Leslie's Voice

Allies, Calling Out Your Own Straightness During #Pride Isn’t Helping

rainbow balloons spell out "PRIDE" over a crowd at an outdoor event

Don’t say “I’m not queer, but I’m an ally.”

One of the best things about June is how social media becomes a rainbow-covered confection for #Pride. Queer folk and allies alike celebrate the strengths of LGBTQ+ people in our community, showcasing their solidarity by change their profile pictures, post cute rainbow GIFs, and tell stories about queerness, coming out, influential queer folk (historically and contemporarily), and—of course—how much work there still is to be done.

While most of this is heartwarming and invigorating, many queer folk—including myself—are becoming increasingly annoyed with #Pride posts on social media that say things like “I may not be gay, but love is love is love,” or “I’m straight, but support the queer agenda,” or “I’m not trans*, but I’m an ally.”

Why is this a problem?

Allied friends and family, we know you love us and want to support us. And a lot of you also want to make sure you’re being respectful of not appropriating queer culture, which is a wonderful sentiment, especially in the wake of big corporations repackaging our culture and selling it back to us without giving back to the community. We see you and appreciate your efforts.

However, when you call out your own straightness (or your own cisgenderedness) in the same breath as saying you support queer folk, it feels like a backhanded compliment seasoned with a bit of superiority. It feels like you’re they’re saying “I’m not one of you, but I support you.”

It’s that “but” qualifier that does the damage. These sentiments fall into the same category as “No offense, but ___.” We all know that if a phrase starts with “no offense,” whatever comes next is probably going to be offensive. Saying “no offense, but” is a way many people distance themselves from what comes next if they’re not sure something is going to be offensive but they have a feeling it might be. They say “no offense, but” to protect themselves–so that it’s easier to not be held responsible for that inevitably offensive comment.

When an ally calls out their lack of queerness, deliberately saying “I’m not queer, but,” it makes us queer folk suspicious. It makes us feel like you’re being disingenuous. Like you’re not actually sure you’re on board with this whole queer thing. And more importantly, distancing yourself from those of us who are queer during #Pride feels like another form of othering to us.

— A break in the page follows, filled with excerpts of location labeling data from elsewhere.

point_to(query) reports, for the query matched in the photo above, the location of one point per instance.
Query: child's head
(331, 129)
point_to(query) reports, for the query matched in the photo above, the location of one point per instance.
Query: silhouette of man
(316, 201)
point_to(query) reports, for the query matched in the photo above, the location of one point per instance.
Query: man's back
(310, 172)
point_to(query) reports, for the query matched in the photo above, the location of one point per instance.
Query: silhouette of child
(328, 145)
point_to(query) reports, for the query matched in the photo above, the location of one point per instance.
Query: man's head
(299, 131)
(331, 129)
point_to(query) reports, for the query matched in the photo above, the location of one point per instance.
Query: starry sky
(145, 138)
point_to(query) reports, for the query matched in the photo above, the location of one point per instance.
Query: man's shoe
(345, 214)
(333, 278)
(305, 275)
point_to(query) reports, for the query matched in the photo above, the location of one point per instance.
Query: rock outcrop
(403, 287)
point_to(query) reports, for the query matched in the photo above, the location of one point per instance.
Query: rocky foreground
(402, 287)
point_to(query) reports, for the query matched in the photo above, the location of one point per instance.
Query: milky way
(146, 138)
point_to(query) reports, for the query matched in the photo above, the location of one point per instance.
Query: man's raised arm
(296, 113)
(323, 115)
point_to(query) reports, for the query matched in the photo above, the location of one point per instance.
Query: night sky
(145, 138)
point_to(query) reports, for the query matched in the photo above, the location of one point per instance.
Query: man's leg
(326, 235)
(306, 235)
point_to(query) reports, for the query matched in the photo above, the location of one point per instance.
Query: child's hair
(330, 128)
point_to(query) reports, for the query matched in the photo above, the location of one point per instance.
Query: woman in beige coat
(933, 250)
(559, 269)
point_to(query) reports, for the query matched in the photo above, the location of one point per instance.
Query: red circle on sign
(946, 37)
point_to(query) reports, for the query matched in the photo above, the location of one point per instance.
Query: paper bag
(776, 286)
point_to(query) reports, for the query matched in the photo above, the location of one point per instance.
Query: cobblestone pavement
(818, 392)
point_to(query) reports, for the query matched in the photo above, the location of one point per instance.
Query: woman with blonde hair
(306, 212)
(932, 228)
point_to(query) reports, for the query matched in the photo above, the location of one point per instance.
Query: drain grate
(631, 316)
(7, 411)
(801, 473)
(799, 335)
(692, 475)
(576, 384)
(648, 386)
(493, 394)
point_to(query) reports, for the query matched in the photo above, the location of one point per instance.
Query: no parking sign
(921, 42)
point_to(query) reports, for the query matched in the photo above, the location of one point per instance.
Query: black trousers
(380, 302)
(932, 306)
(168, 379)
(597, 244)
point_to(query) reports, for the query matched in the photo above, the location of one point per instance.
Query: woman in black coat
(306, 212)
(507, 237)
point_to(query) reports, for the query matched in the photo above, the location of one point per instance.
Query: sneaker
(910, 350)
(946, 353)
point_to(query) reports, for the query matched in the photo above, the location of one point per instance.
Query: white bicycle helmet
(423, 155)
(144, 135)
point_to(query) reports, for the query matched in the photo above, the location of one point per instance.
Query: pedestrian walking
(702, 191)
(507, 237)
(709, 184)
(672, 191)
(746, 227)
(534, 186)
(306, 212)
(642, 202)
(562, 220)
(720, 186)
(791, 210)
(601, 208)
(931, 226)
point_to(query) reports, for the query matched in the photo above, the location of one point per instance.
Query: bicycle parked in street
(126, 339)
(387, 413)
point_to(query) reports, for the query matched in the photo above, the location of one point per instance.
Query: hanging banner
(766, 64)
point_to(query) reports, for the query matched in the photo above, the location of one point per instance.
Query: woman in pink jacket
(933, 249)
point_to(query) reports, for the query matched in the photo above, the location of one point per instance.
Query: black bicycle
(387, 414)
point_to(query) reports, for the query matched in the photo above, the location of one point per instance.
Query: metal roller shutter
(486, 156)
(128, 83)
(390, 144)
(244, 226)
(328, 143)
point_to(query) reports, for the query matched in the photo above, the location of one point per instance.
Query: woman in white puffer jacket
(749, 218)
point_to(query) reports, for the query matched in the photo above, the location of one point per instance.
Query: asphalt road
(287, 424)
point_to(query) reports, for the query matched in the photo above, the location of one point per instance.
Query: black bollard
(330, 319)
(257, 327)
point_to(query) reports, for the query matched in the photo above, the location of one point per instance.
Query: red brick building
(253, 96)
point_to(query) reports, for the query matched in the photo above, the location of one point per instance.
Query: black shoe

What should you do instead?

If you feel like you need to make the distinction that you are not queer, you may need to do some self-searching to determine why you need to so clearly separate yourself from your LGBTQ+ friends and family. Perhaps you’re uncomfortable with the idea of being queer, even though you’re ok with other people being queer. Perhaps you have some internalized homophobia and/or transphobia you need to come to terms with.

#Pride is a great time to work on educating yourself and working on your own internal biases. We all have them. We are all works in progress. Identifying and deliberately addressing these biases is just something to work at in order to be a better ally.

And another way to be a good ally? When you post about supporting #Pride, don’t worry about labeling yourself before offering support. Stop with the qualifiers. Waive that rainbow flag. And move beyond your words. Show us you support rights for queer folk with your actions.